Cheney pushing for the expansion and permanence of the surveillance law
Vice President Dick Cheney prodded Congress on Wednesday to extend and broaden an expiring surveillance law, saying “fighting the war on terror is a long-term enterprise” that should not come with an expiry date.”
Administration allies in Congress not only want the expiring law made permanent but amended to give telephone companies and other communications providers immunity from being sued for helping the government eavesdropping and other intelligence-gathering efforts.
Cheney is pushing for permanent and exhaustive government access to the private communications of citizens. He and the administration are using fear mongering to continue to justify unprecedented levels of governmental power, and to strip away the most basic rights of its citizens. The administration is using fear in order to be able to claim to want small government while imposing the most encroaching government America has ever seen. They are applying the conservative philosophy of the government as protector to justify the overriding of the conservative philosophy of individual autonomy and freedom from the government.
I’m not a buff on politics, but it seems to me that the time for Americans to drop what they’re doing and engage in mass revolution-level protest may have arrived—if it’s still possible, that is. With the government’s access to information and their ability to detain people indefinitely, without public notification, and without charge simply by asserting that they pose a threat to America, they are able to suppress exactly the type of dissent that is most needed to restore the Constitutional America and stave off the accelerating free fall into a fullblown Orwellian security state.

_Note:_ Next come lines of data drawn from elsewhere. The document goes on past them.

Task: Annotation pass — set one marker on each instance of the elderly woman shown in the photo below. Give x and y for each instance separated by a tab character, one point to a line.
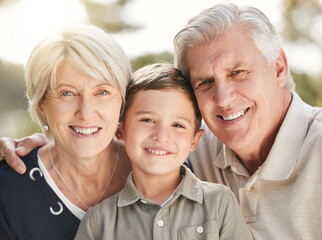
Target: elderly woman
76	82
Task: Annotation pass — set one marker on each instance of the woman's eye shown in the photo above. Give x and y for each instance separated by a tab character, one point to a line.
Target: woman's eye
67	93
177	125
148	120
236	72
103	92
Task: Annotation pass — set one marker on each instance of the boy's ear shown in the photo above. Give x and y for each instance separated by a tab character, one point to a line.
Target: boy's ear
196	139
119	132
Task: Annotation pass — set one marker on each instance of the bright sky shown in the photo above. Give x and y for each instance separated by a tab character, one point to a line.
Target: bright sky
24	23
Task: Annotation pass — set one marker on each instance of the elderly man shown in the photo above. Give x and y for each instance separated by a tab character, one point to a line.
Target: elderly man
262	140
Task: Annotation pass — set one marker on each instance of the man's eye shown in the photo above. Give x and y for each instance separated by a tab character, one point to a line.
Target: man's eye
67	93
178	125
204	85
148	120
236	72
103	92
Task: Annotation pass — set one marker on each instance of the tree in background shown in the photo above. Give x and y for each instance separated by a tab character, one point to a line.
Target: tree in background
302	26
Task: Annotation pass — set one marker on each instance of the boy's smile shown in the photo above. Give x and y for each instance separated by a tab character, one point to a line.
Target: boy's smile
159	131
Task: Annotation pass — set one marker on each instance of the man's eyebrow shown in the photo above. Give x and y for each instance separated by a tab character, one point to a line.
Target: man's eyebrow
142	112
199	79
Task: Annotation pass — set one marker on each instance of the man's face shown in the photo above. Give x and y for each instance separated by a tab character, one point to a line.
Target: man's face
240	95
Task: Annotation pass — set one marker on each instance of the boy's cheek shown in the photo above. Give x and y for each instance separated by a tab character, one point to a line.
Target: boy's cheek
119	132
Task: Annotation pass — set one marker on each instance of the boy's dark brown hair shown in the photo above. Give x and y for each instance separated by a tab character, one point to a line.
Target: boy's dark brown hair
160	76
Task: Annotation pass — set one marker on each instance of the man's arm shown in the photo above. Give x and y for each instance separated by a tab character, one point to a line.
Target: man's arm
11	149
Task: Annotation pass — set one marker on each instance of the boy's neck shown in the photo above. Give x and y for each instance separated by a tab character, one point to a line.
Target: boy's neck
157	188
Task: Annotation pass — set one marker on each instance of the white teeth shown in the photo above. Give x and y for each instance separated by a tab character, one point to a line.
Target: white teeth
234	116
157	152
86	131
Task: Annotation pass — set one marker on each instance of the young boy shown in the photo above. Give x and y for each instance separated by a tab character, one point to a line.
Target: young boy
162	199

Some may say that now is not the time to rock the boat at home when the US is at war overseas, but when will the US not be at war overseas? Is there any reason to believe that the US will not be in a precarious foreign policy position any time in the remotely near future?
Another rebuttal may be that Cheney’s proposal will not pass. Well, lets hope that this is true. But even if it does not and the government continually passes additional non-permanent extensions to surveillance laws, the effects could be the same. Suppression of dissent and an effective elimination of the citizens’ rights and ability to stand up for serious change.
When it comes down to it, what matters more than our freedom? The time to act has come and the window of opportunity could continue to shrink.